# Aerials



## Vivo (Oct 27, 2012)

I am trying to decide between a Omnimax, omnidirectional, £80 and a Moonraker, digi pro, dtv 1000, £43.
Any body any experience or advice please?


----------



## Bushtrekker (Oct 27, 2012)

*Directional is better.*

I've got 42 channels and I'm parked next to someone with an omnidirectional aerial who can't get one channel. Being able to rotate the aerial helps when you are moving around, because you can just look at the nearest houses to work out where the transmitter is from the alignment of their aerials, then fine tune. If you are new to this don't forget you need to re-tune to local frequencies every time you stop.


----------



## bopper (Oct 27, 2012)

I used to get mad.... very mad.. with the omnidirectional aerial on my last three campers. Last year I spent so much time and got so fed up with trying to get a reasonably good picture that when I bought the van I have now, I got one of the status directional aerials and a signal strength meter.  This year no problems at all, I can honestly say that wherever I have been it takes no more than 5 minutes to set up, including scanning.
They are not cheap (£140 for aerial and £30 for signal meter) easy to fit and well worth it.


----------



## Vanterrier (Oct 27, 2012)

bopper said:


> I used to get mad.... very mad.. with the omnidirectional aerial on my last three campers. Last year I spent so much time and got so fed up with trying to get a reasonably good picture that when I bought the van I have now, I got one of the status directional aerials and a signal strength meter.  This year no problems at all, I can honestly say that wherever I have been it takes no more than 5 minutes to set up, including scanning.
> They are not cheap (£140 for aerial and £30 for signal meter) easy to fit and well worth it.



I just bought a Status 550 to replace the knackered 530 on my van and it came with a signal strength indicator built in for £140 (i got 10%discount so paid just £125)...
K


----------



## tiderus (Oct 27, 2012)

Hi Vivo, having had both types several times. There is a big difference between the two.

An Omi one is OK if you have a nearby, or good signal.
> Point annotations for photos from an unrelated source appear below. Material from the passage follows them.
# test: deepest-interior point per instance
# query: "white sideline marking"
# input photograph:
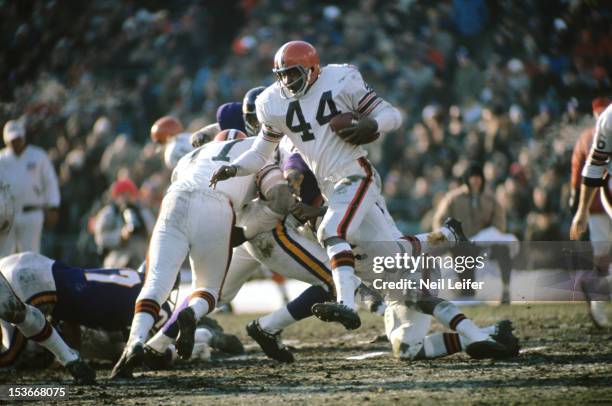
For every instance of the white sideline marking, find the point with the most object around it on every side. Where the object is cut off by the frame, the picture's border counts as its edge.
(532, 349)
(367, 355)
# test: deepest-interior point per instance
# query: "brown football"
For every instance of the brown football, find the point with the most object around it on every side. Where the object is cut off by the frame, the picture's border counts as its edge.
(342, 120)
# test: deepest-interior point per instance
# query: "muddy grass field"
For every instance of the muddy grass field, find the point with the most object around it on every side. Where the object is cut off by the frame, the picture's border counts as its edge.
(563, 360)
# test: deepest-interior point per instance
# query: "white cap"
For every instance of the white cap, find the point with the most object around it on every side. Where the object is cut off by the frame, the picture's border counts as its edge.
(13, 129)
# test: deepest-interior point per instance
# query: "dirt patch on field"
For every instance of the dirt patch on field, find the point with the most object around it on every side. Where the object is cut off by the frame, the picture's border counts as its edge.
(564, 359)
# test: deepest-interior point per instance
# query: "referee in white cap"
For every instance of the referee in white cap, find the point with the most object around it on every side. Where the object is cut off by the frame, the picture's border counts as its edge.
(33, 185)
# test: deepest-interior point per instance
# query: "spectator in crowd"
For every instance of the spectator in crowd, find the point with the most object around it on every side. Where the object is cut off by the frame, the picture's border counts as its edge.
(506, 69)
(123, 227)
(478, 210)
(33, 185)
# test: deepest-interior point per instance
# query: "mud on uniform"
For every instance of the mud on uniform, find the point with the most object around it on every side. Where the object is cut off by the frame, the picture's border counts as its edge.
(101, 299)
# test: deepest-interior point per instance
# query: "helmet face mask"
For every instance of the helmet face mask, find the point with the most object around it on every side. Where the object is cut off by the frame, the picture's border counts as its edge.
(293, 80)
(251, 124)
(296, 65)
(249, 113)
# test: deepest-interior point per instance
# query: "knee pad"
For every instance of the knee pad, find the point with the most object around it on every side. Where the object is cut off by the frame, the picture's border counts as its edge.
(12, 310)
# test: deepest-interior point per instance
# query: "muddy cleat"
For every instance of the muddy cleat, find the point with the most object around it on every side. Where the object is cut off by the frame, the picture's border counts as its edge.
(157, 361)
(503, 335)
(130, 359)
(82, 373)
(186, 337)
(270, 344)
(228, 343)
(454, 226)
(332, 311)
(597, 312)
(597, 309)
(487, 349)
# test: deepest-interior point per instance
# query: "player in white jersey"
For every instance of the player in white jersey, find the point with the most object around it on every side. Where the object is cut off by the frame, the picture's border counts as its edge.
(168, 131)
(194, 219)
(595, 173)
(33, 325)
(34, 187)
(301, 105)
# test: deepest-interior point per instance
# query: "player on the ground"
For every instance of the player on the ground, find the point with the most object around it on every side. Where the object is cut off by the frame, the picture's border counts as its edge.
(407, 328)
(249, 113)
(76, 297)
(198, 221)
(301, 105)
(168, 131)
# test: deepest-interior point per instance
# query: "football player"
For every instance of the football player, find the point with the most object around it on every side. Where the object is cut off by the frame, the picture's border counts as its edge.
(198, 221)
(32, 325)
(168, 131)
(301, 105)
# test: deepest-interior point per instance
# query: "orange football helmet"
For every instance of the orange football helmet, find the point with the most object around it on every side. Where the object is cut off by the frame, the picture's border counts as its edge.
(297, 66)
(231, 134)
(165, 128)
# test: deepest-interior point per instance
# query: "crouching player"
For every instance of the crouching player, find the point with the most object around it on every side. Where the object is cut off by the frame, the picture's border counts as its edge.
(407, 325)
(77, 298)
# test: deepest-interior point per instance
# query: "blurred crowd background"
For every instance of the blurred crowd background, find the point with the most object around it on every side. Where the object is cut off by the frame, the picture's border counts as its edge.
(506, 83)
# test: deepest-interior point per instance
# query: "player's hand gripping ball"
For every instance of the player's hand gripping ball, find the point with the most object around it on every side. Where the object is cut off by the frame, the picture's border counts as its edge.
(356, 131)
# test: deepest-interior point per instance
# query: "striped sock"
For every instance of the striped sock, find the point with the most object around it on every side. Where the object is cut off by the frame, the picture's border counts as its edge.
(202, 302)
(36, 328)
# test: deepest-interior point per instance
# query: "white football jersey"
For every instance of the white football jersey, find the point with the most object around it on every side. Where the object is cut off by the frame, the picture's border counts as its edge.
(176, 148)
(339, 89)
(195, 169)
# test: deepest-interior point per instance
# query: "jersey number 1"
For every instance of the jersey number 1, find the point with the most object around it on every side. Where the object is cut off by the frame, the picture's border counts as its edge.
(294, 110)
(125, 277)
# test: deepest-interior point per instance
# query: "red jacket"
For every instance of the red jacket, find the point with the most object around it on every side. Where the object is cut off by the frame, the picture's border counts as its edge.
(579, 157)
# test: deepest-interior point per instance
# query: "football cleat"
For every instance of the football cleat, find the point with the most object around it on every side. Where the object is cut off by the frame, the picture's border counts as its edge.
(130, 359)
(597, 310)
(157, 361)
(82, 373)
(503, 335)
(333, 311)
(487, 349)
(271, 344)
(187, 326)
(454, 226)
(228, 343)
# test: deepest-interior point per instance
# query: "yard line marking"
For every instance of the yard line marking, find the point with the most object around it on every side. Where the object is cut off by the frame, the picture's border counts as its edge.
(367, 355)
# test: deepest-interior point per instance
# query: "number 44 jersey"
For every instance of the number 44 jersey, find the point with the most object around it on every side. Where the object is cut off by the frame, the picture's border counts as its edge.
(194, 170)
(339, 89)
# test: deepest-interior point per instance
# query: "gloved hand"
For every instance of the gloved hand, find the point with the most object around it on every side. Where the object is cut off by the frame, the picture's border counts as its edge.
(363, 132)
(198, 139)
(223, 173)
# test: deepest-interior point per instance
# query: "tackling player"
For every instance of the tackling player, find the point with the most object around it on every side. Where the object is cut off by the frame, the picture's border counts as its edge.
(301, 105)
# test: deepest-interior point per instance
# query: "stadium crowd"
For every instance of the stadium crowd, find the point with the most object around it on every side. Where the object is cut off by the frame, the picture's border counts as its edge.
(505, 84)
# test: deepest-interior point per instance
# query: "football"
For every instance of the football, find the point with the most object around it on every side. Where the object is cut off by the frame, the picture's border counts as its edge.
(342, 120)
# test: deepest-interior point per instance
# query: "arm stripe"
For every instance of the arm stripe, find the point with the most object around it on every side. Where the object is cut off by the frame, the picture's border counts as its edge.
(363, 99)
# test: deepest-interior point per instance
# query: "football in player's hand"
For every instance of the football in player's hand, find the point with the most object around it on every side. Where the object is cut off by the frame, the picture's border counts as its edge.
(342, 121)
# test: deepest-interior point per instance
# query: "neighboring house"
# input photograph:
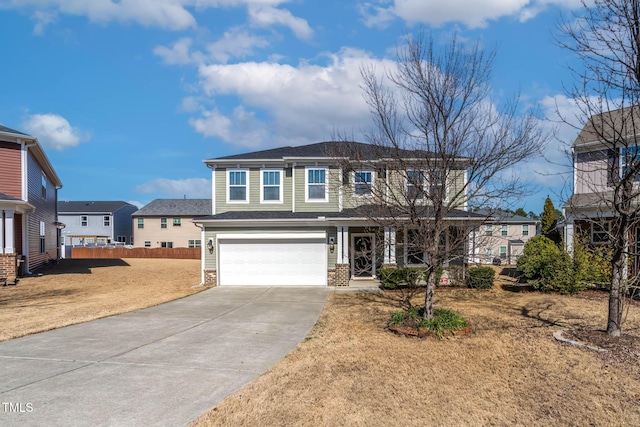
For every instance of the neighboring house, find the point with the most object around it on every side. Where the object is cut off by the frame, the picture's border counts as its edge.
(28, 197)
(598, 167)
(96, 222)
(502, 237)
(289, 216)
(167, 223)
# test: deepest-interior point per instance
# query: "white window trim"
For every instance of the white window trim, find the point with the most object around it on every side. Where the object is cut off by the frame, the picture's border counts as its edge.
(370, 184)
(281, 185)
(606, 226)
(306, 184)
(228, 187)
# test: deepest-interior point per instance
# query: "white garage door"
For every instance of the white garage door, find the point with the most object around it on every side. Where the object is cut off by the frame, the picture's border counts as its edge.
(291, 261)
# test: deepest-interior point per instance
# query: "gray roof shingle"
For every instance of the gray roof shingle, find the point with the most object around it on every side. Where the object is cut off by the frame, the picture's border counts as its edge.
(74, 207)
(176, 207)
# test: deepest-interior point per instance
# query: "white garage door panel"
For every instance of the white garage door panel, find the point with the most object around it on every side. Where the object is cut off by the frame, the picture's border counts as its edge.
(273, 262)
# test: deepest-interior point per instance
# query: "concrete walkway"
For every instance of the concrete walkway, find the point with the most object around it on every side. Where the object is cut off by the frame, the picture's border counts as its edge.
(162, 366)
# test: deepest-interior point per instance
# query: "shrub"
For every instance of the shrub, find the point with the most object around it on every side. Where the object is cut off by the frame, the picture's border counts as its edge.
(549, 268)
(481, 277)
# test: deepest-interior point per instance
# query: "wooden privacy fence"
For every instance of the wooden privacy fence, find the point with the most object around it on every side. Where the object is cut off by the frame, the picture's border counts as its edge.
(175, 253)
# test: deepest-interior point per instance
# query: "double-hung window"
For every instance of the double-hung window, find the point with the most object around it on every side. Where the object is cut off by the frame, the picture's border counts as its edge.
(238, 185)
(362, 181)
(316, 185)
(600, 232)
(415, 185)
(271, 182)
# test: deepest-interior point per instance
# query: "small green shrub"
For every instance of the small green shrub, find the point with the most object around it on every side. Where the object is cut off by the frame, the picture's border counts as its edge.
(481, 277)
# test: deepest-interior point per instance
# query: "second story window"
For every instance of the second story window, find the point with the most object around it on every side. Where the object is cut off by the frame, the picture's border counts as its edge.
(488, 230)
(237, 188)
(415, 185)
(316, 188)
(271, 181)
(362, 181)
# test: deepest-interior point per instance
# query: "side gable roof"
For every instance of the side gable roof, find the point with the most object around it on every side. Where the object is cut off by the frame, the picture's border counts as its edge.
(77, 207)
(35, 148)
(176, 207)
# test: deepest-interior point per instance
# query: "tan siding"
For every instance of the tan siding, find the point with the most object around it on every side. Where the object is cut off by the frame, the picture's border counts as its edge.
(154, 233)
(11, 169)
(45, 211)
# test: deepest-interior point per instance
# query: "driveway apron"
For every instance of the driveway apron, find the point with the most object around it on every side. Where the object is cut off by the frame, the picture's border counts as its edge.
(161, 366)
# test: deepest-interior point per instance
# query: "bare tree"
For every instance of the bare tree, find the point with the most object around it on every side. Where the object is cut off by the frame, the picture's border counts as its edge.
(605, 36)
(446, 146)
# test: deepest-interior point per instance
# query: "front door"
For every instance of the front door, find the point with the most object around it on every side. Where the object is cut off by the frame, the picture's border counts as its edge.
(363, 256)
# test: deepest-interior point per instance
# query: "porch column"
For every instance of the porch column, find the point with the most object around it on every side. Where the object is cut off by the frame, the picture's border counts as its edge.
(345, 245)
(1, 232)
(339, 242)
(389, 245)
(8, 233)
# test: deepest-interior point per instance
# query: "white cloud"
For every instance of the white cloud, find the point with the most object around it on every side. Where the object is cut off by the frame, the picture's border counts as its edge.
(192, 188)
(54, 131)
(473, 14)
(285, 104)
(267, 16)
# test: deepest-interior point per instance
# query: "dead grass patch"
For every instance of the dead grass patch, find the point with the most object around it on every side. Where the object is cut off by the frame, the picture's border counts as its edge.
(78, 290)
(508, 371)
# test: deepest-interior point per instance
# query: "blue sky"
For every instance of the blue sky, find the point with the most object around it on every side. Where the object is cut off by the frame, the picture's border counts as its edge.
(129, 96)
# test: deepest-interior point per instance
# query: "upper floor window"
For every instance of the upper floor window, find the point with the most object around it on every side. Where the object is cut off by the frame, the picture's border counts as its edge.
(271, 183)
(488, 230)
(600, 232)
(362, 181)
(44, 187)
(238, 187)
(415, 185)
(316, 185)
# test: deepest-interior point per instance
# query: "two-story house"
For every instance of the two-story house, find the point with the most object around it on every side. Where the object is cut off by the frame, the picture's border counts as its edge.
(603, 152)
(28, 197)
(96, 222)
(168, 223)
(502, 237)
(290, 216)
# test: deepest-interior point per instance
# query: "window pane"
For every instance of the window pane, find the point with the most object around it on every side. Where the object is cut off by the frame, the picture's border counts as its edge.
(271, 193)
(316, 191)
(237, 193)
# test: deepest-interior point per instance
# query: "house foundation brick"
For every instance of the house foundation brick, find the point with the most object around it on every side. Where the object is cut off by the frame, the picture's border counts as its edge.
(340, 275)
(8, 265)
(210, 278)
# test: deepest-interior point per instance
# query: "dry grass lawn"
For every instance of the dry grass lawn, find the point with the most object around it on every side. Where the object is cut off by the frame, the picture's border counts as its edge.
(509, 371)
(78, 290)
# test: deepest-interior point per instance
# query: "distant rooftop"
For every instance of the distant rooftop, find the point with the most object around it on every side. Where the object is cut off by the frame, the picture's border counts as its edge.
(176, 207)
(73, 207)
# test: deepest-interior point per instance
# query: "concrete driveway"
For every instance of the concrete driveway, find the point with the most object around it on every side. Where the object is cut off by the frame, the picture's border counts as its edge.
(164, 365)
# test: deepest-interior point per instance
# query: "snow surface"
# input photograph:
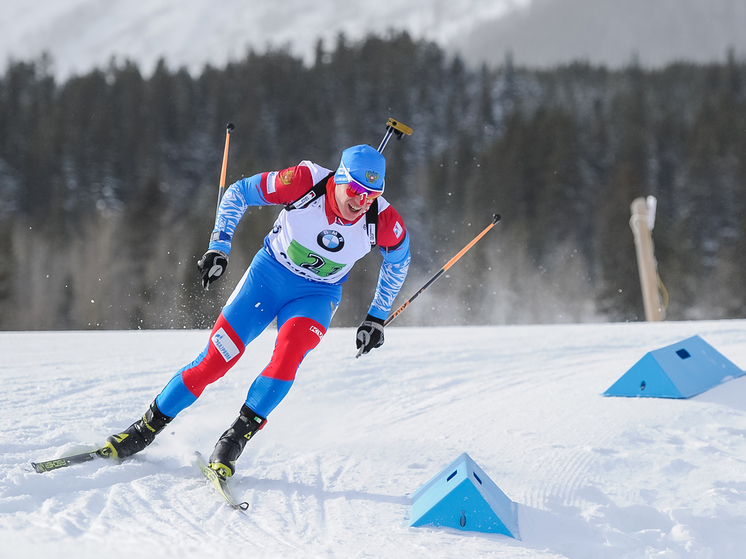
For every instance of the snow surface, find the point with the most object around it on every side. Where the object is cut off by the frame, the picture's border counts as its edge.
(332, 473)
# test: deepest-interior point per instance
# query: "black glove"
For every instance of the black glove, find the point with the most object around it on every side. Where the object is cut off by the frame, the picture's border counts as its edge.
(211, 266)
(370, 334)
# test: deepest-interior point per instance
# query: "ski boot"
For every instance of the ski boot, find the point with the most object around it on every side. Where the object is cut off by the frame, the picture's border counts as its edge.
(137, 436)
(230, 445)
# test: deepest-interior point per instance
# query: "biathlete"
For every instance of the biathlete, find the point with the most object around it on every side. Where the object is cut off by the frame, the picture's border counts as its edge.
(296, 278)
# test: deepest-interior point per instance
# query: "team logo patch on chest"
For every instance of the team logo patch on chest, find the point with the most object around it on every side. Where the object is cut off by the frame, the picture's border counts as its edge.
(330, 240)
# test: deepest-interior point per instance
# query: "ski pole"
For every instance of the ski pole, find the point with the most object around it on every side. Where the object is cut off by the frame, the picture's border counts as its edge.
(451, 262)
(221, 189)
(394, 127)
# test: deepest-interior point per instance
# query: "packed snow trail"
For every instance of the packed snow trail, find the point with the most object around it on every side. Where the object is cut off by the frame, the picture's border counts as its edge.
(332, 473)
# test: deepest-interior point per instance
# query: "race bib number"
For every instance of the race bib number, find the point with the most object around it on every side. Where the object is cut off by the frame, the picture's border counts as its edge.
(311, 261)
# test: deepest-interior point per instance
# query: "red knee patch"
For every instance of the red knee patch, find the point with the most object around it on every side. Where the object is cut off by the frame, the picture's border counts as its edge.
(296, 337)
(223, 351)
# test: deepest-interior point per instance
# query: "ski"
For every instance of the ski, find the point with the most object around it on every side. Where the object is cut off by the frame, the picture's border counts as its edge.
(65, 461)
(219, 483)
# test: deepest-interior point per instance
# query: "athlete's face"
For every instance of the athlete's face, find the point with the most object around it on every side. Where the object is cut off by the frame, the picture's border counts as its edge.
(351, 207)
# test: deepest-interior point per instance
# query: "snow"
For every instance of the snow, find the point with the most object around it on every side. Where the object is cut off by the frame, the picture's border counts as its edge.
(82, 34)
(332, 473)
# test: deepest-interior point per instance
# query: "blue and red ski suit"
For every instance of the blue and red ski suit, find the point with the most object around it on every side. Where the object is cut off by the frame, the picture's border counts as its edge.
(289, 280)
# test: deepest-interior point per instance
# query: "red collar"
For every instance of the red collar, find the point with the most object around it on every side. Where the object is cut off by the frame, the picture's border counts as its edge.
(332, 209)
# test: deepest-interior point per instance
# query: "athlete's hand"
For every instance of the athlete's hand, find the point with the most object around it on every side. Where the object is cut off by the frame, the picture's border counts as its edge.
(370, 334)
(212, 266)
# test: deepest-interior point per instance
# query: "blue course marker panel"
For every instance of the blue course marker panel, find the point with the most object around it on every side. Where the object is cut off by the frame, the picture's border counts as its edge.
(463, 497)
(681, 370)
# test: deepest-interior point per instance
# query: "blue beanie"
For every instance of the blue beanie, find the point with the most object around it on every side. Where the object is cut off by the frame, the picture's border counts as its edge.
(365, 164)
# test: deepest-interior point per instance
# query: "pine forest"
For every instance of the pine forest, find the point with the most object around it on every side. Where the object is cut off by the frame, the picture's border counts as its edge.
(108, 183)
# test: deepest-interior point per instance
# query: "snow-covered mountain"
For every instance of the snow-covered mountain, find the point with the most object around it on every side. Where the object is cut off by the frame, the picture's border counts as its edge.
(611, 32)
(333, 472)
(80, 34)
(84, 33)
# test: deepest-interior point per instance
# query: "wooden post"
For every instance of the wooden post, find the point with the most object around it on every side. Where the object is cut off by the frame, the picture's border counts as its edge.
(646, 261)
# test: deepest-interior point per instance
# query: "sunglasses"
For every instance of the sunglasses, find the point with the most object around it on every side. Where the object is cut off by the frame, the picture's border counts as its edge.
(355, 188)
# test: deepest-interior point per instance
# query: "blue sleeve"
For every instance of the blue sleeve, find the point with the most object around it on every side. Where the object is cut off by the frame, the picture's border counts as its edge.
(239, 196)
(394, 270)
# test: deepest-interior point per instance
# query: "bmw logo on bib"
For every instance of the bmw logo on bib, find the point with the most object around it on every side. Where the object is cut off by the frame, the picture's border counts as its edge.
(330, 240)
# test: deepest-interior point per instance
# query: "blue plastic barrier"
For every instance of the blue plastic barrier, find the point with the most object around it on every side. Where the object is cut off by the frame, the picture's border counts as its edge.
(463, 497)
(681, 370)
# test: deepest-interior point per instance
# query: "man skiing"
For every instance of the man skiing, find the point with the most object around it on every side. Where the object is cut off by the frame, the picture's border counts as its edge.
(296, 278)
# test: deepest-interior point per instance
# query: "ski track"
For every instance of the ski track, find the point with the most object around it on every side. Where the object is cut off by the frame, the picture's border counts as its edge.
(333, 471)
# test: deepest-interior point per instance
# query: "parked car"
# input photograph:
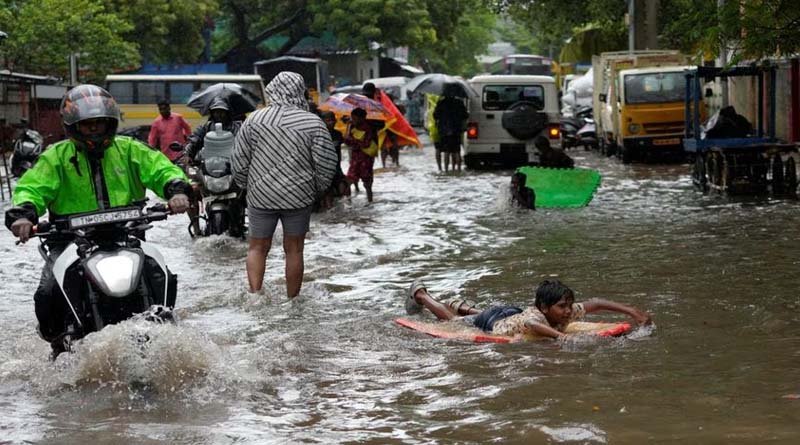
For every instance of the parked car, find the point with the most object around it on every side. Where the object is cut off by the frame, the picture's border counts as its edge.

But a directional one will do a much better job,

Especially if your wild camping, and may end up some miles away from a transmitter.

I had a problem with my status one, a lead had come off inside.

Nightmare to cut open, and suprized to find a small antena inside.

Which leads me to conclude that its the status amplifier that does most of the work.

So if pennies are a problem, can you use a TV top one,

or a small outdoor one say on a base, or a pole?

Hope this is of help, as its important to use if the weather is bad.

Rgd's Graham.


----------



## Breedon (Oct 28, 2012)

*.*

I found that the best way to receive TV is to invest in a really good TV. We have an Avtex and so far, have not experienced any problems.
You get what you pay for nowadays.


----------



## Wooie1958 (Oct 28, 2012)

Directional aerials are much better than Omni-directional and they are not all expensive.

You can home in on a weak signal with the Directional one .

Look here :-

http://www.icsleisure.co.uk/category_motorhome_tv_aerials_215.aspx

As you can see they start at just under £26 and go right up to £140 for the Latest

Status 530 / 10.

Hope this helps

Regards.

Graham.


----------



## rolandrat (Oct 28, 2012)

Check this out:- Grade UK Caravan omni directional antennas and aerials for TV and radio they are the manufacturers of Vision Plus mobile antenna systems and are based in Nottingham. Tele. 0115 986 7151.


----------



## frontslide (Oct 28, 2012)

On a slightly different note ive got a Vision plus compact boosted aerial, the last time we were out we got loads of channels the first night on the second night we couldn't get any yet we were in exactly the same place?
http://www.gradeuk.co.uk/shop/compact-set-top-tv-uhf-antenna.html


----------



## Kontiki (Oct 28, 2012)

I used a cheap Telecam indoor aerial (reduced to £3 from Argos) I've used it on a cheap TV & an Avtex, I can get loads of freeview channels. I have used it in the UK & in Europe without any problems. While I was messing with the TV's in the van I tried one of the loop aerials that you used to get free with portable TVs & found they worked ok as well. Can't remember not being able to pick up any programs at anywhere we've stopped but often don't bother turning it on unless there is something we want to watch.


----------



## frontslide (Oct 29, 2012)

Tv is a little alba but both are brand new. Amplifier is built in to the unit and they both work perfectly in the house. It was just that one night we had no signal.


----------